Effects of low-dose-rate irradiation on survival of MRL-lpr/lpr mice
| SURVIVAL (%) | |||
|---|---|---|---|
| Age (days) | 0 (mGy/hr) | 0.35 (mGy/hr) | 1.2 (mGy/hr) |
| 100 | 100 | 100 | 100 |
| 125 | 67 | 100 | 100 |
| 150 | 0 | 83 | 100 |
| 175 | 0 | 25 | 100 |
| 200 | 0 | 17 | 83 |
A cytofluorographic analysis revealed the improvement of the immunological status in the irradiated mice as the decrease in CD3+ B220+ cells, which attack their own organs and tissues, the decrease in B220+ CD40+ cells, a representative cell population in autoimmune diseases, and the increase in CD8+ T cells, which play important roles in immune activity (Table 4).
TABLE 4.
Effects of low-dose-rate irradiation on immune cell populations in MRL-lpr/lpr mice
| FRACTION OF CELL POPULATION (%) | |||
|---|---|---|---|
| Cell Population | 0 (mGy/hr) | 0.35(mGy/hr) | 1.2(mGy/hr) |
| CD3+B220+ | 42 | 36 | 24 |
| B220+CD40+ | 13 | 10 | 7.6 |
| CD8+ | 3.1 | 5.6 | 5.8 |
V. DISCUSSION
In the present study, suppression of tumorigenic processes was demonstrated (Figure 2, Table I). We have observed some increase in immune functions and tumor cell rejection capability in mice irradiated with 1.2 mGy/hr for several weeks (manuscript in preparation). Therefore, the enhancement of immune functions is presumably involved in the tumor suppression, although the contribution of other protective functions is not excluded. The significant involvement of immune functions was also demonstrated in MRL-lpr/lpr mice (Table IV).

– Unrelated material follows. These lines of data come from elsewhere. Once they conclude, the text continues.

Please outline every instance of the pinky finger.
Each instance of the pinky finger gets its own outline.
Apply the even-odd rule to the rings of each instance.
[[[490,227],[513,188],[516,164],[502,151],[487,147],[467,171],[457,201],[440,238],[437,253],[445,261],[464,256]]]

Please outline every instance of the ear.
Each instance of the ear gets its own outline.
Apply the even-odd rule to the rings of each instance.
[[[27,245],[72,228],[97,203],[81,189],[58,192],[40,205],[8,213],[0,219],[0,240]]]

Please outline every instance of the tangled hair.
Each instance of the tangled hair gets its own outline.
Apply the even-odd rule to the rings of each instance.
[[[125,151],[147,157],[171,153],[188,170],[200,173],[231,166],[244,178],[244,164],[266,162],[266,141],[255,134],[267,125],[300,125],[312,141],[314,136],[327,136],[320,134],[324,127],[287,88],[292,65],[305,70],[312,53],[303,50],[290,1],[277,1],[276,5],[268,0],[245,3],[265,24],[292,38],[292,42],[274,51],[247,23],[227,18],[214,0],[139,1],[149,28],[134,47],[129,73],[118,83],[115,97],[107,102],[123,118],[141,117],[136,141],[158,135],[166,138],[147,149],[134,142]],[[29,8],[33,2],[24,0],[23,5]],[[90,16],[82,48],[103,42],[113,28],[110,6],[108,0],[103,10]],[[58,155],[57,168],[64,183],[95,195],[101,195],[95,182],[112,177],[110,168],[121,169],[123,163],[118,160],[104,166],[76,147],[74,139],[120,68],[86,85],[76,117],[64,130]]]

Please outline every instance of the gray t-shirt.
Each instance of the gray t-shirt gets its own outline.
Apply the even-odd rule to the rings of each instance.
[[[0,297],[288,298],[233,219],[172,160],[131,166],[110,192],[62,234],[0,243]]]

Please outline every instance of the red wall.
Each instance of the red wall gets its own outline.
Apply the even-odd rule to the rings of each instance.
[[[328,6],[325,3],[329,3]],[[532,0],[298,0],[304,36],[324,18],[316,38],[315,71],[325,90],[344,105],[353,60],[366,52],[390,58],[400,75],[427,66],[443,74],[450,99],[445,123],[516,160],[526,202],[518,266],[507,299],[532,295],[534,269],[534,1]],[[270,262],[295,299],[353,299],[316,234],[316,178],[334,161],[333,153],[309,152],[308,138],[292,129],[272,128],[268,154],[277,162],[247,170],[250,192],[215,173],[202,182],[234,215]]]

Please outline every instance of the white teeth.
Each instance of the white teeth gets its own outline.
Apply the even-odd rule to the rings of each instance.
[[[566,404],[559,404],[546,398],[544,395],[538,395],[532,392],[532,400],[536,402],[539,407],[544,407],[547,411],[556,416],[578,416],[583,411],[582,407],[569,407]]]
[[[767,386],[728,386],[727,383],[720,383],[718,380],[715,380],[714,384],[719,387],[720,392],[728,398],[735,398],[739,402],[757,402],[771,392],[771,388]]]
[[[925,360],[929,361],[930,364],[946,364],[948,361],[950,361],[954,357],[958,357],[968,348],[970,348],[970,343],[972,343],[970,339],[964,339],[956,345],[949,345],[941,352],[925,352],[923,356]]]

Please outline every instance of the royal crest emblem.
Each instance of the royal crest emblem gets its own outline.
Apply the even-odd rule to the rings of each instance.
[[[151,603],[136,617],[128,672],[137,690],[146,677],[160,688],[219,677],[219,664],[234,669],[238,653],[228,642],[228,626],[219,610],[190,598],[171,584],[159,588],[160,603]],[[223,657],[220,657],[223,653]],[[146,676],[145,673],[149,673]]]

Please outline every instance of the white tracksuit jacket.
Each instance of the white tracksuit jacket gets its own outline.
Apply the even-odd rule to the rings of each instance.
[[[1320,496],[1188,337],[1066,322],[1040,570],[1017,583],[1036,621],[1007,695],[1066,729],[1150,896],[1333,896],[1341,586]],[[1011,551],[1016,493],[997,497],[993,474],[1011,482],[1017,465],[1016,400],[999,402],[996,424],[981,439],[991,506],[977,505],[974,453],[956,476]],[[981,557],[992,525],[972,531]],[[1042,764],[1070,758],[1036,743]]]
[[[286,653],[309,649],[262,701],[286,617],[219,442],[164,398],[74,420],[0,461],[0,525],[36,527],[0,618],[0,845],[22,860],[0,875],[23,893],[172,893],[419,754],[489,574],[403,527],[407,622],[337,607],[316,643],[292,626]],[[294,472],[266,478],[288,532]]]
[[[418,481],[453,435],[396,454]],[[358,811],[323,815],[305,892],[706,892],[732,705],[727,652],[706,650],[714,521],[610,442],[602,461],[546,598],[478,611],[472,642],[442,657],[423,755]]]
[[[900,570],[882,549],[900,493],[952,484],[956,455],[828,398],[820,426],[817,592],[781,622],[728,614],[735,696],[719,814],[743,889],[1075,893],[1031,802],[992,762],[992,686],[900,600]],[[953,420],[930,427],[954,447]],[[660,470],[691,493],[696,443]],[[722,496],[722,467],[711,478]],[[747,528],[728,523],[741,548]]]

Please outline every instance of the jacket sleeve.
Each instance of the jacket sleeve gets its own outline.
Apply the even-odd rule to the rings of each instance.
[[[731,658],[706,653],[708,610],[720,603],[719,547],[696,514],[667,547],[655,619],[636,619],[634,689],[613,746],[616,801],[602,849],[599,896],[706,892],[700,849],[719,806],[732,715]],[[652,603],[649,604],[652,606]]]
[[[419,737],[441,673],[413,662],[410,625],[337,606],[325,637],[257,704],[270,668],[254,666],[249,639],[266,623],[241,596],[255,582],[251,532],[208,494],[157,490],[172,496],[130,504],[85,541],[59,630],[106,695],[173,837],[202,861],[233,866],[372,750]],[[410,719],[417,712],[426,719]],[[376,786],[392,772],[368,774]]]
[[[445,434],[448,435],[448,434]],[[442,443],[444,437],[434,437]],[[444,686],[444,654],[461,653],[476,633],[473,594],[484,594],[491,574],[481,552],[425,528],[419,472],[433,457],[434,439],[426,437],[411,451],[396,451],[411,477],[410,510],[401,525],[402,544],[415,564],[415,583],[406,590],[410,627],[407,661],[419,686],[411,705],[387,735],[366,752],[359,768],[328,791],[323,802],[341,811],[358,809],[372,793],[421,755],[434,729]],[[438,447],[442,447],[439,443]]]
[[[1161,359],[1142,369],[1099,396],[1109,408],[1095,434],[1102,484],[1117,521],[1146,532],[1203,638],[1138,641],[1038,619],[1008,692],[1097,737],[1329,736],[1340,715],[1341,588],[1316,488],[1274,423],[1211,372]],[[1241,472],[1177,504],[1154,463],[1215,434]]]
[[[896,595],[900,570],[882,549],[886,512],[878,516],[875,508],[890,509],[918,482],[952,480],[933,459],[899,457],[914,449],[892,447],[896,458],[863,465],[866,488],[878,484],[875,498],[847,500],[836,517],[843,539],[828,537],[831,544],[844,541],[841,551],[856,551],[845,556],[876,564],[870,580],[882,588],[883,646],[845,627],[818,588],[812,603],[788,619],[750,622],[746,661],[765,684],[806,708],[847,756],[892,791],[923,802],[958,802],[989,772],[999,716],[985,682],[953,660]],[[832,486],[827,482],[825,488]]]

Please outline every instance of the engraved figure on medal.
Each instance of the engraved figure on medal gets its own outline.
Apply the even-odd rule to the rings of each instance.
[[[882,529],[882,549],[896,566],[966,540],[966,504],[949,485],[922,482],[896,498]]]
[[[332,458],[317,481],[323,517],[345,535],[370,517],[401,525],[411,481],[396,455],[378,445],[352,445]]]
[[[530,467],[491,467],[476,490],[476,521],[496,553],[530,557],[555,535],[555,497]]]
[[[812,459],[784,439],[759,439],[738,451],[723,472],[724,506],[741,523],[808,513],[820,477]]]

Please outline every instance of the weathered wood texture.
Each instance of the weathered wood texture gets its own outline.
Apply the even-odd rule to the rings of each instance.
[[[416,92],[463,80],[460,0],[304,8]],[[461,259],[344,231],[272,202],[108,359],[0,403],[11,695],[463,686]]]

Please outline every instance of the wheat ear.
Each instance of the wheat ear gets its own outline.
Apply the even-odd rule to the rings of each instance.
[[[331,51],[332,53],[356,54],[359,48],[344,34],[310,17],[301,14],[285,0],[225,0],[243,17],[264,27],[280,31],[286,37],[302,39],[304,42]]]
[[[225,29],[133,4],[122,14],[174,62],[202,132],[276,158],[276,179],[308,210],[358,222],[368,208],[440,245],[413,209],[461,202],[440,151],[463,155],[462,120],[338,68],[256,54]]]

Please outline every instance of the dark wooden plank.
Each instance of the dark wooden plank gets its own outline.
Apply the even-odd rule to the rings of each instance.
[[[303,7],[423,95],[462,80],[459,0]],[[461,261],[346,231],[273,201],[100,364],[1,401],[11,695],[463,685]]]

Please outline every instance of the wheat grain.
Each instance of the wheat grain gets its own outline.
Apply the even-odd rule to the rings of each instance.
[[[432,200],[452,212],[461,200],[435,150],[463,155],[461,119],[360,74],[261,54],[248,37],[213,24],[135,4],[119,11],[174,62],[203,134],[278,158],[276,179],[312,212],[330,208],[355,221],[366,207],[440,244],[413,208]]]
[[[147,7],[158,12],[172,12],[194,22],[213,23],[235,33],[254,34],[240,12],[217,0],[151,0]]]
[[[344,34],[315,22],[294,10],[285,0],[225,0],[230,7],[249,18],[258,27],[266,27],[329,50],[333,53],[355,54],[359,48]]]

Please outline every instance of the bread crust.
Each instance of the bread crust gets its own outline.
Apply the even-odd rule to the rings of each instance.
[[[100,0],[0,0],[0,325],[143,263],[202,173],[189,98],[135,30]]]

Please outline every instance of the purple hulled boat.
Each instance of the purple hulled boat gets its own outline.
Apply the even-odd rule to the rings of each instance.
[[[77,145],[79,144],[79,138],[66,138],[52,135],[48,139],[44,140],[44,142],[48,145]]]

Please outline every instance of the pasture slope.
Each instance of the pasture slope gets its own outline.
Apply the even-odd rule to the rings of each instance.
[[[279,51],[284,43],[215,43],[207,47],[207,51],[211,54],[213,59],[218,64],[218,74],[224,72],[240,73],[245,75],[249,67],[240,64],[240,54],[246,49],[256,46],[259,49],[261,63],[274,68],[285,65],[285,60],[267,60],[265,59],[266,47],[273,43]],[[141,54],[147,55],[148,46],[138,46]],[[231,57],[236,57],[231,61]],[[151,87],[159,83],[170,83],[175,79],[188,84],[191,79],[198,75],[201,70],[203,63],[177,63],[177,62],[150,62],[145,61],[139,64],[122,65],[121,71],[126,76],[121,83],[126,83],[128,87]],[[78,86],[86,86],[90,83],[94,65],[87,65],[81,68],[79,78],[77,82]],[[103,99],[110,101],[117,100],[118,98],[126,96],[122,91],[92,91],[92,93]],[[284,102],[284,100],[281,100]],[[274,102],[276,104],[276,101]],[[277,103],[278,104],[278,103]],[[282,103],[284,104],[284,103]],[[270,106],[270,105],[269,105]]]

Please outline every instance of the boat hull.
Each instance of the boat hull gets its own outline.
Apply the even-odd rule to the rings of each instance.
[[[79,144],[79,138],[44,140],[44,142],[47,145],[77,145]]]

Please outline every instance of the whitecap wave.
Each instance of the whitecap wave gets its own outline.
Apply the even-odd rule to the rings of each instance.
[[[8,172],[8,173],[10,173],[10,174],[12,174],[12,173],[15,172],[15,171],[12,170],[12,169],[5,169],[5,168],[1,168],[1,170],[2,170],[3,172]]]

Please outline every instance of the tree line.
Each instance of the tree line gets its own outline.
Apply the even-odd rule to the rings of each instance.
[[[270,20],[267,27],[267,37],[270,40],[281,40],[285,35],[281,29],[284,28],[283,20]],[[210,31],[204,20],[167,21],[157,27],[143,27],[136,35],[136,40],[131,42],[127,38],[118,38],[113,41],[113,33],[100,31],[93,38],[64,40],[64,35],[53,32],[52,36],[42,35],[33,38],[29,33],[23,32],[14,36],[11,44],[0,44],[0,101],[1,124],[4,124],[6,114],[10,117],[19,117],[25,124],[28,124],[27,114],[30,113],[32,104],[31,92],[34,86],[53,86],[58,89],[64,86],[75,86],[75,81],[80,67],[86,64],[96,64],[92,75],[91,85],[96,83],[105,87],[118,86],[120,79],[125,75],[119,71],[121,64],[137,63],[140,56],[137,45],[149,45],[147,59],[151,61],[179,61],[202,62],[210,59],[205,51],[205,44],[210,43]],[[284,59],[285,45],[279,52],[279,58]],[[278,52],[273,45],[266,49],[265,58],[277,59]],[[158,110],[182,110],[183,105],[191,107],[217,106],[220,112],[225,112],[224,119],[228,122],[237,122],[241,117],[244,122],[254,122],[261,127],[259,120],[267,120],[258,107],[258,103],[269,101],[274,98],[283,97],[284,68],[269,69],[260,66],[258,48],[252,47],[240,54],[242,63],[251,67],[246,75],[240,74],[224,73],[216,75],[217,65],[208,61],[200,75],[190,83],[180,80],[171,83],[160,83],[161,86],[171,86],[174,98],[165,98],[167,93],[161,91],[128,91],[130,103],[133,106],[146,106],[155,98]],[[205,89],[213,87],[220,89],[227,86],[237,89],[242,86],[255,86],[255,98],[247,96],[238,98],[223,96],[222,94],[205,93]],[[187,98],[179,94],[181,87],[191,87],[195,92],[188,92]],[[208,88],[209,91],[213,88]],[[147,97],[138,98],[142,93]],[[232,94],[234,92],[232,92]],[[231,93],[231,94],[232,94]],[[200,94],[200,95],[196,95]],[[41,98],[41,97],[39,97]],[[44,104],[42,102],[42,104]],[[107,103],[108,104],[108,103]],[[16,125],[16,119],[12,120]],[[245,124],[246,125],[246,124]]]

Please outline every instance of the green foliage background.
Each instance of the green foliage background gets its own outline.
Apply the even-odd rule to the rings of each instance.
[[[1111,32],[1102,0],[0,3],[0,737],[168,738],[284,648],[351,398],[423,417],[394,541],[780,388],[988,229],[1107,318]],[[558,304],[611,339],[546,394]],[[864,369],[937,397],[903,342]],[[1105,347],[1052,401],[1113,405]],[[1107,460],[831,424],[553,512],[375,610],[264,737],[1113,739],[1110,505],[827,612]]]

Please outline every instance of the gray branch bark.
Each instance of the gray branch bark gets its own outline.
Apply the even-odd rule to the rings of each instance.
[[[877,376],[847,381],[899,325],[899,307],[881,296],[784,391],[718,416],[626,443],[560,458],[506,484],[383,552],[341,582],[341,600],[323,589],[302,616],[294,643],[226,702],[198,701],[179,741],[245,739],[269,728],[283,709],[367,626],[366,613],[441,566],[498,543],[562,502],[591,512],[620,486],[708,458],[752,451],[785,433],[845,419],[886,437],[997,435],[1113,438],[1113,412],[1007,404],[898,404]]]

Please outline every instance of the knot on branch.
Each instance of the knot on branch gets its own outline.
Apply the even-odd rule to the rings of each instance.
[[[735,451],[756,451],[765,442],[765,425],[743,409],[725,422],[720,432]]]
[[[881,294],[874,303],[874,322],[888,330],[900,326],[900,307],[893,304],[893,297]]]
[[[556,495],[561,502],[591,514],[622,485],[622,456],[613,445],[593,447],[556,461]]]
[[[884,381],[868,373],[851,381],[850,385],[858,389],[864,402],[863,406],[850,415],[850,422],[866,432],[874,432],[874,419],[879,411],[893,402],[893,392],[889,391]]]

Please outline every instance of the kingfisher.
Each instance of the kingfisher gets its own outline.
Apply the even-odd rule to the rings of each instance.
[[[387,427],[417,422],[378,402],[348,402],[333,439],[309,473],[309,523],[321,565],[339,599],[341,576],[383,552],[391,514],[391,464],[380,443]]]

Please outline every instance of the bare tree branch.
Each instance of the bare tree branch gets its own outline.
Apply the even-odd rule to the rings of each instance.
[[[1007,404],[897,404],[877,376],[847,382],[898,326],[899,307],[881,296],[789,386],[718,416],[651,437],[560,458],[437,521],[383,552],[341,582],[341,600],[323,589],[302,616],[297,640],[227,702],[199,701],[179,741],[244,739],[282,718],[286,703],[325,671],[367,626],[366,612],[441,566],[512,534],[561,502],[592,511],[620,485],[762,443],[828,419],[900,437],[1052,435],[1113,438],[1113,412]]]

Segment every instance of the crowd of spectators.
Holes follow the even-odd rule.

The life span prolongation seen in the diabetic mice may not be directly correlated with the cure of diabetes, because the longer life span was seen not only in those mice showing recovery, but also in non-recovered mice. The low-dose-rate irradiation might have affected the process of aging. In the process of ageing, oxidative stress are believed to be involved.13 The increase in the antioxidative capacity in irradiated mice1, 14 might explain the anti-ageing effect of low-dose-rate irradiation.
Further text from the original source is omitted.